Cada vez que se sentaba al piano sabíamos que nos hablaba a nosotros. Maldito viejo medio ciego. Aquel tipo sabía cómo había que acariciar a una mujer. Lo demostraba bailando sobre el damero aquel. Sus dedos vomitaban música. Jamás falló una nota. Con aquellas uñas que no podían ya acumular más recuerdos debajo rasgaba cada nota.

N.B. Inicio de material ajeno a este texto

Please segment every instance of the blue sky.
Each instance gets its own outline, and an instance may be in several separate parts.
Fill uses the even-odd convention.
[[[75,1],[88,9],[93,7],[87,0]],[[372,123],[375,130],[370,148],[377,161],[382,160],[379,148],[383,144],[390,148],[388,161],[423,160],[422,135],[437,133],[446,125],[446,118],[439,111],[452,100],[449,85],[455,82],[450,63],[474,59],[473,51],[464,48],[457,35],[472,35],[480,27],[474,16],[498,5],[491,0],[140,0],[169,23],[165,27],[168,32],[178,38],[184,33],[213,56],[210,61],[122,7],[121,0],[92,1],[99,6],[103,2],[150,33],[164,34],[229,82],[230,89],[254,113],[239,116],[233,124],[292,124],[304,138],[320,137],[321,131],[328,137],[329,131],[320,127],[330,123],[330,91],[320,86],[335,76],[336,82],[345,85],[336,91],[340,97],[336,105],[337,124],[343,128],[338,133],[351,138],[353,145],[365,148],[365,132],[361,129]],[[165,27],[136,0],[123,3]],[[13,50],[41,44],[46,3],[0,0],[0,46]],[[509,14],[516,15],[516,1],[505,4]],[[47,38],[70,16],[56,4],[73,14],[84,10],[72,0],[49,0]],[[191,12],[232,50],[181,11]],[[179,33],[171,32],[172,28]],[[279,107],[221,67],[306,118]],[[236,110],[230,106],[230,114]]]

Cualquier mujer se hubiera tumbado frente a él dispuesta a viajar aquel planeta donde sólo sus manos sabían llevar. Nos lo contaba a nosotros, sin hablarnos, porque aquel maldito viejo nunca habló con nadie. Pero me sentaba con los muchachos en la oscuridad y callábamos. Salía cuando no quedaba nadie. Cuando los que quedan andan ya tan borrachos que cuesta escucharlo entre sus gritos. La hora a la que limpian los que deben limpiar y las últimas mujeres se van a casa solas, otra noche sin trabajar. Nosotros nos escondíamos en la penumbra. Aquel maldito viejo no podía vernos. Y entonces sus dedos lentos y viejos que apenas podían sujetar la copa despertaban. Era un puto milagro y lo sabíamos. Soñábamos con poder decir expresar con palabras sólo la mitad de lo que aquel tipo contaba con sus dedos. Cualquier mujer se hubiera dejado mecer por su melodía.

24.1.10

Déjalo, mujer

No les preguntes a los muchachos por mí, mujer. Déjalo. Ya pasará. No podemos hacer nada. Los dos sabíamos que aquel era un tren que no debíamos coger. Lo hicimos, sí. Quise hacerlo. Sabes que soy de los que prefiere saltar en marcha, esté donde esté. Pero sabíamos que deberíamos saltar. ¿De qué nos sirve engañarnos? ¿De verdad pensaste que saldría bien? ¿Que seríamos capaz de huir? ¿Que tu familia no intentaría buscarte? ¿Que ibas a cambiar tu placidez por mi incertidumbre? No. Yo sabía que no. Las sogas más fuertes son las que nos apretamos nosotros mismos. Lo vi en tus ojos. Sí, pero quise hacerlo. Siempre hay que intentarlo. Ya lo sabes. Hemos aprendido a no aprender ya de los errores. Mejor repetirlos. A veces sabemos que no ganaremos una pelea. Lo sabemos porque hay hombres enormes y con brazos capaces de desmantelar barcos. Pero aún así nos ponemos en frente y tratamos siempre de que nuestro primer golpe sea el definitivo. Si no sufriremos. Sí, claro. Siempre es igual. Tú no ibas a ser diferente. Lancé mi primer golpe pero no llegó. Los dos sabíamos que no funcionaría. No preguntes a los muchachos más por mí. Déjalo. Ya pasó.